Regulating with ribonucleases in Streptococcus pyogenes
Bacteria have developed a plethora of strategies to cope with constantly changing environmental conditions, including post-transcriptional regulatory mechanisms. With this regard, regulation of gene expression can be achieved by either the rapid removal or stabilization of RNA molecules by ribonucleases (RNases). RNases exhibit species-specific effects on gene expression, bacterial physiology and different strategies of target recognition, indicating that our understanding of the RNA
... the RNA degradation machinery is not yet complete. The aim of this thesis was to investigate the features and functions of endoRNase Y from the strict human pathogen Streptococcus pyogenes. To gain insight into the role and specificity of this RNase, we identified RNase Y cleavage positions (i.e. targetome) genome-wide by RNA sequencing.
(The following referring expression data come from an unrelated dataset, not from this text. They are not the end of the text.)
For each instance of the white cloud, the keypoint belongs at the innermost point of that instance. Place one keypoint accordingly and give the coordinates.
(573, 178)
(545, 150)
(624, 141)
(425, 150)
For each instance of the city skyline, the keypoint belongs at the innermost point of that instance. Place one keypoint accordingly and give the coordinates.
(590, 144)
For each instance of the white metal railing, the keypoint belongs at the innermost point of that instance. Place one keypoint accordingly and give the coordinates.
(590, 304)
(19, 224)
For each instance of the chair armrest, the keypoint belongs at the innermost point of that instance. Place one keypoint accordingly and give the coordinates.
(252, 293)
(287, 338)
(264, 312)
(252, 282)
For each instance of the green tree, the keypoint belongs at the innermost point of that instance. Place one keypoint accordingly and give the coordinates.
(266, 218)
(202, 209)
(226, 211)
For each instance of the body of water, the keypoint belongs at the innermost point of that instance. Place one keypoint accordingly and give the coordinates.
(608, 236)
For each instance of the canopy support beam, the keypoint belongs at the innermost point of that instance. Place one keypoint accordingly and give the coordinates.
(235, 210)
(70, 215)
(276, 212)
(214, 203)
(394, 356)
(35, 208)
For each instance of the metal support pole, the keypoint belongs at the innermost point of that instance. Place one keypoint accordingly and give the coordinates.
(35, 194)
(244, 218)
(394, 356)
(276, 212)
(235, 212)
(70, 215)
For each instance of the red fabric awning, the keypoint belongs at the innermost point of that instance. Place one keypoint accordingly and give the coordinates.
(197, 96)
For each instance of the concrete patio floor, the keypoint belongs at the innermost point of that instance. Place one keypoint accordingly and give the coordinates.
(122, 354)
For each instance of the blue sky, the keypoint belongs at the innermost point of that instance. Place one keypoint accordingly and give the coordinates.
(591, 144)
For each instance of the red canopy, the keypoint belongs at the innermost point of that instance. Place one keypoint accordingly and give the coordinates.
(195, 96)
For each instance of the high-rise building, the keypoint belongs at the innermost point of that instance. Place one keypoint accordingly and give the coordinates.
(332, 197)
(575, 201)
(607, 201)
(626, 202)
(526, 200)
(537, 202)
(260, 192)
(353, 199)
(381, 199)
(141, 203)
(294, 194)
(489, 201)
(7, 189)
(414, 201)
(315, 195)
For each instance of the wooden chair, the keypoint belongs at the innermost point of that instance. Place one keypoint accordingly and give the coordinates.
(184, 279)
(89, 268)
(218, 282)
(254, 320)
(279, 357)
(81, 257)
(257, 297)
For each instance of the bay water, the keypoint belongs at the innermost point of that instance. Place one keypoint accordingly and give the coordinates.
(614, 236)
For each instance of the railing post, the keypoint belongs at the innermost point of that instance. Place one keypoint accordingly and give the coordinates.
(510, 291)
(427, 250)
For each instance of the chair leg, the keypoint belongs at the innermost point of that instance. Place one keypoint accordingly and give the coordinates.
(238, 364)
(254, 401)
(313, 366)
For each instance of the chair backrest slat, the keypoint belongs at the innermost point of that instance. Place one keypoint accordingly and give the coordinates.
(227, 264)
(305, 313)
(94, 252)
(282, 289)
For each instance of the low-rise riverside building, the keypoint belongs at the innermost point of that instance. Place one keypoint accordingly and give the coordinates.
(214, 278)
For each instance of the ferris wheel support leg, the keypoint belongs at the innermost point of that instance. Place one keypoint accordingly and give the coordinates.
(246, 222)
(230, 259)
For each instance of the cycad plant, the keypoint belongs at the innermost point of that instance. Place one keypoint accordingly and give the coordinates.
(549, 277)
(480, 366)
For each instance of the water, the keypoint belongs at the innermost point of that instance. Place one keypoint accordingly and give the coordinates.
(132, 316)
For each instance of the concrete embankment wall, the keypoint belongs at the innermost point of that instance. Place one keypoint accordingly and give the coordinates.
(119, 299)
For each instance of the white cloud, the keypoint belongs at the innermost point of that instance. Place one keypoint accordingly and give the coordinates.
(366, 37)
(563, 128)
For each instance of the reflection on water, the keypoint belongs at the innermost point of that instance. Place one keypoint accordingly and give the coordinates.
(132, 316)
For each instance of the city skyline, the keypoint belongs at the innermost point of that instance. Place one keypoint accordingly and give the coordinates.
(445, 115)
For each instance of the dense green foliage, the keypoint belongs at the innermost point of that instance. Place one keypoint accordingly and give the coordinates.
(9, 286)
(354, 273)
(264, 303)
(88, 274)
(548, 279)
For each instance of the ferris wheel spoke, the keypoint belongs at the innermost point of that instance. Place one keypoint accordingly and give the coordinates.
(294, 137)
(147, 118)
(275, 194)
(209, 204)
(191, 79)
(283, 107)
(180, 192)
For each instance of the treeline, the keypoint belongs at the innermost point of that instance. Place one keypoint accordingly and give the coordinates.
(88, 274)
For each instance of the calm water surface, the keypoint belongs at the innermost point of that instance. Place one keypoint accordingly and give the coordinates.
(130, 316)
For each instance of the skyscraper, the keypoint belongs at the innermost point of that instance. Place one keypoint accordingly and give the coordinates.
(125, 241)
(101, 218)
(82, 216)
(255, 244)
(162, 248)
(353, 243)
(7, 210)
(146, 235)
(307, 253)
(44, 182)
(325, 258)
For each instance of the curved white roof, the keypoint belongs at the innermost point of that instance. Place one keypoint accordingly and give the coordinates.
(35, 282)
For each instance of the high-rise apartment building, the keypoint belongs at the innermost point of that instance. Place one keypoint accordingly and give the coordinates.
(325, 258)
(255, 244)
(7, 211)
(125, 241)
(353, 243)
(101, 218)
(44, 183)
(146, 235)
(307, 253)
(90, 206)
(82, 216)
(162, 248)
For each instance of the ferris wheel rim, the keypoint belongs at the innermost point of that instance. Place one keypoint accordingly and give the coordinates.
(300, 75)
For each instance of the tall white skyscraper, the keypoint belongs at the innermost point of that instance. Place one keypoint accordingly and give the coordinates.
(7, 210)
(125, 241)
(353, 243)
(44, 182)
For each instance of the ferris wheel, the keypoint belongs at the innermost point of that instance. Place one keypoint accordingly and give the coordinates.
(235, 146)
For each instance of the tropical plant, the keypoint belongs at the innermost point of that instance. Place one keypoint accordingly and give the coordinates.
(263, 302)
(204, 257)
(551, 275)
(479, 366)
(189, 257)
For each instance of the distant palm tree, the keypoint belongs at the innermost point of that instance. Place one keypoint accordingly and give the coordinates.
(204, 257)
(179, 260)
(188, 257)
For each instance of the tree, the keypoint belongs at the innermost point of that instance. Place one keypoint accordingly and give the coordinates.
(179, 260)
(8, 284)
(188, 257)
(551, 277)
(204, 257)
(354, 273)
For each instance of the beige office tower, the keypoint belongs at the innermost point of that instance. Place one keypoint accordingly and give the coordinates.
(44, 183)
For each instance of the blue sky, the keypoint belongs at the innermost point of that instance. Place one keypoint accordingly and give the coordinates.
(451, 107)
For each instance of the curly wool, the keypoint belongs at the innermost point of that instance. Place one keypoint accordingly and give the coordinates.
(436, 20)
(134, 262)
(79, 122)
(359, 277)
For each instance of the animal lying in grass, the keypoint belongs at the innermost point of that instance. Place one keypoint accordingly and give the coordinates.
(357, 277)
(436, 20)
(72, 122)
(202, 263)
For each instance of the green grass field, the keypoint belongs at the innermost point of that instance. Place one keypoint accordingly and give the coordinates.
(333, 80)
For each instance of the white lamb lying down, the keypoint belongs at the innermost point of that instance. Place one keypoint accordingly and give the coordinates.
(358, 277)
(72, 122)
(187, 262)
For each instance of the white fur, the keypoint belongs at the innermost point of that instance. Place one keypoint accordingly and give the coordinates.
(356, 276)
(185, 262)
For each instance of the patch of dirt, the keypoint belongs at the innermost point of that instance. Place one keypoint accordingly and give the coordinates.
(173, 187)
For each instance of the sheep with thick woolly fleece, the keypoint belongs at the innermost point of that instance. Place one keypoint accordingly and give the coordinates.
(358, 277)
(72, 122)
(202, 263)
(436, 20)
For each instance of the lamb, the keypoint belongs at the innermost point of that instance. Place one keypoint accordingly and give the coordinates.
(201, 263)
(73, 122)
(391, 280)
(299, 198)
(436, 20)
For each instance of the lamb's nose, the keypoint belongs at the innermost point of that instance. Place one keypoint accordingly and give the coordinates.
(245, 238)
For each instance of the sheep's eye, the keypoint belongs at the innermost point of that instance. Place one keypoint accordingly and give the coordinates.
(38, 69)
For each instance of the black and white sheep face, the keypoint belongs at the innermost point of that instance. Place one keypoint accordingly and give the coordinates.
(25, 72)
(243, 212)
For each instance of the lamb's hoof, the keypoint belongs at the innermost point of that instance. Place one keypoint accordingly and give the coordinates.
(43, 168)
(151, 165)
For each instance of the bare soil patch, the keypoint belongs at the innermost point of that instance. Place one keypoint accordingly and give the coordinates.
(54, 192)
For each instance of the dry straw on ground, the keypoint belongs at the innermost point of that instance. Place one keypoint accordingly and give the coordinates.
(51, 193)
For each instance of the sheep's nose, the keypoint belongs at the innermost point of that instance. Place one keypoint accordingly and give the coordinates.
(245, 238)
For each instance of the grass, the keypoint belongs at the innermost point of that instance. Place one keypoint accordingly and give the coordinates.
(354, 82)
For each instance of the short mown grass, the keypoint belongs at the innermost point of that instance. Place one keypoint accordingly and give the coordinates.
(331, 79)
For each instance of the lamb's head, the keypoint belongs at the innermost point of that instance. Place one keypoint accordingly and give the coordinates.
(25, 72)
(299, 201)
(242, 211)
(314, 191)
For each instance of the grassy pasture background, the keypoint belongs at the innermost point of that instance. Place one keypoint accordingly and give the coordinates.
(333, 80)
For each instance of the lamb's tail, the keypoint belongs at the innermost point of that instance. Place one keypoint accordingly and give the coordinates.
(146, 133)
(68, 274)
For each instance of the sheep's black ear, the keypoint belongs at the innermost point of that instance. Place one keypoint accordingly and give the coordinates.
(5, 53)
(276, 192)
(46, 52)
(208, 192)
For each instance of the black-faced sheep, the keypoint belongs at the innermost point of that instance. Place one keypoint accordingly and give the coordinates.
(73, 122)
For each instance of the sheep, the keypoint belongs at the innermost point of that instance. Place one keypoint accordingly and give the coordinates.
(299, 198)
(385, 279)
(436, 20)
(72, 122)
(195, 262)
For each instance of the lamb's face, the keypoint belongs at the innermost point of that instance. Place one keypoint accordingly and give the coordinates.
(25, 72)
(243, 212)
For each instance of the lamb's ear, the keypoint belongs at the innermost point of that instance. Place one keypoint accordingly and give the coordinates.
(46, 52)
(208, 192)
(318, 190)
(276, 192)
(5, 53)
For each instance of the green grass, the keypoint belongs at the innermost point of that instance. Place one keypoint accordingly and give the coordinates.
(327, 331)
Next, to investigate the RNA degradation pathway depending on RNase Y, we compared the RNase Y targetome with the ones of the three 3′-to-5′ exoribonuclease (exoRNases), namely PNPase, YhaM and RNase R. Finally, to dissect the requirements for RNase Y processing and to decipher the role of RNase Y in virulence gene regulation, we studied the impact of RNase Y on speB mRNA, encoding a major virulence factor. This study reveals that RNase Y preferentially cleaves RNAs downstream of a guanosine and for the first time we were able to show that the presence of a guanosine residue is essential for the processing of speB mRNA, in vivo. Although RNase Y cleaves the speB mRNA, our data underpin a model in which RNase Y-mediated regulation of speB expression occurs at the transcriptional level. Using the targetome comparative approach, we demonstrated that RNase Y initiates RNA decay in S. pyogenes and that the RNase Y-generated RNA 3′ ends are usually further trimmed by PNPase and/or YhaM. Overall, these findings increase our understanding of RNase Y functionality and RNA degradation in Gram-positive bacteria.